THE century-old wooden beams at St John’s Anglican Church are etched with spiritual and physical history – now a large split threatens the Wagga landmark.
The large pine trusses are surrounded by scaffolds as structural engineers determine the future of the heritage building.
Leanne Diessel’s family have attended the beautiful church since 1848, now unable to worship there due to safety concerns Mrs Diessel feels an enormous sense of loss.
The church was closed indefinitely last week.
Large scaffolds now overshadow the beautiful altar, a hint at the enormous and daunting task the potential restoration would be.
Holding back tears, Mrs Diessel was greatly concerned about the future of St John’s.
“My aunts, uncles, grandparents, parents were all married here.
“I was baptised here…my four children were confirmed here.”
Outgoing Wagga Anglican rector Michael Armstrong noticed the large cracks in the timber trusses when he was lying down praying.
Structural engineering firm Xeros Piccolo were called in – a report, identifying the extent of the damage is underway.
Father Armstrong expressed strong concern about the future of the building, highlighting its significance.
“We bury family members, we wed them, baptise them – memories of all life’s events locally and far away (are etched in the building).
“At this stage repair is what we would like to see.”
Father Armstrong said parishes across the world were grappling with the same question - whether to spend huge money to repairing old, historic buildings or to inject funds to “help people”.
Mrs Diessel, who sings at the church every week, said services held in the parish meeting room were not the same.
“It’s sort of like home.

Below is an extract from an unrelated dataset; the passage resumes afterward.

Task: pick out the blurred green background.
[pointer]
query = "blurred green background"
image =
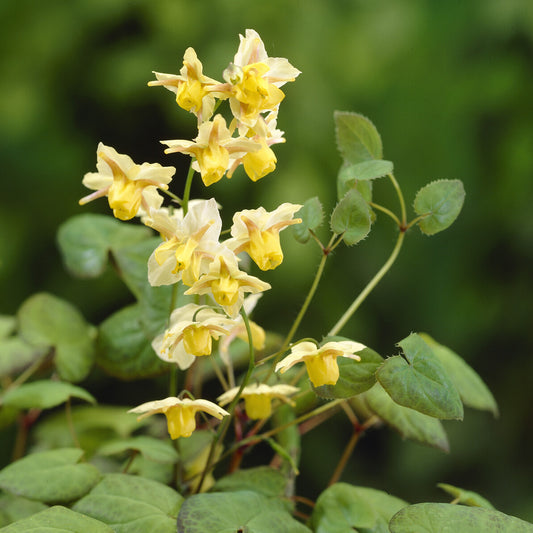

It’s place that doesn’t change, that feels comforting.”
The original church, built in 1846, was demolished and replaced with the current building on 1875.
“I hope we’d be able to raise money to repair it,” Mrs Diessel said.
“It’s not just something for the Anglicans, when St Michael’s was built, the support wasn’t just from Catholics, all sorts of people contributed.
“I’m sad at the uncertainty.”
Father Armstrong urged parishioners to remain calm.